Do ETFs Pay Dividends?

Yes, they do, for the stocks that pay dividends. So for a stock that does not pay a dividend, an ETF investor will not receive dividends from the ETF. If the stock pays dividends, the ETF must legally pass that on to the investor.

Do You Actually Own Shares in an ETF?

You do not own the underlying stocks/assets in the ETF, you only own shares of the ETF. For example, if you invest in an ETF and it buys shares of Apple, you do not own any Apple stock, you only own a portion of the ETF.

The Bottom Line

When deciding whether to pick stocks or select an ETF, look at the risk and the potential return that can be achieved. Stock-picking offers an advantage over ETFswhen there is a wide dispersion of returns from the mean. And with stock-picking, you have the ability to gain an advantage using your knowledge of the industry or the stock.

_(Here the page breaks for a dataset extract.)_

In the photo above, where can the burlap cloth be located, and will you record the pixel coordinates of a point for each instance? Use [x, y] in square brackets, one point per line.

ETFs offer advantages over stocks in two situations. First, when the return from stocks in the sector has a narrow dispersion around the mean, an ETF might be the best choice. Second, if you are unable to gain an advantage through knowledge of the company,an ETF is your best choice.

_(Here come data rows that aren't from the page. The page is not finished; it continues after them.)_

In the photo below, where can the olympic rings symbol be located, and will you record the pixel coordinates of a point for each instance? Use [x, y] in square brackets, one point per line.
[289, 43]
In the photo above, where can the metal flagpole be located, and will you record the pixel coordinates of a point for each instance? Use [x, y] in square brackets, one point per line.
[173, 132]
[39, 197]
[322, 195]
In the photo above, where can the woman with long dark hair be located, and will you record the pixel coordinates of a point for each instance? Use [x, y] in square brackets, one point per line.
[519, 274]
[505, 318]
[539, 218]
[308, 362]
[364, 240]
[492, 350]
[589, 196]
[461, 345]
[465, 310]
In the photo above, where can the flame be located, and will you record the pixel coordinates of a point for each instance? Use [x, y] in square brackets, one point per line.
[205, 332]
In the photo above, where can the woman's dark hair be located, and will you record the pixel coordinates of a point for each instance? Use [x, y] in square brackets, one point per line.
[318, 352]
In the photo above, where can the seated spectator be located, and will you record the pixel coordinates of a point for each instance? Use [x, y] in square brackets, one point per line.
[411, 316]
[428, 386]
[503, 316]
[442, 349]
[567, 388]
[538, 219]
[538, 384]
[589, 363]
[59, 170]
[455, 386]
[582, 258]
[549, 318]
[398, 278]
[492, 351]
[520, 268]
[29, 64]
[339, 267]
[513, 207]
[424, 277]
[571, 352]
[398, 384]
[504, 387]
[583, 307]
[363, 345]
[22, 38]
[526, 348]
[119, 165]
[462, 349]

Whether you are picking stocks or an ETF, you need to stay up to date on the sector or the stock in order to understand the underlying investment fundamentals. You do not want to see all of your good work go to waste as time passes. While it's important to do your research so you can be able to choose a stock or ETF, it's also important to research and select the broker that best suits you.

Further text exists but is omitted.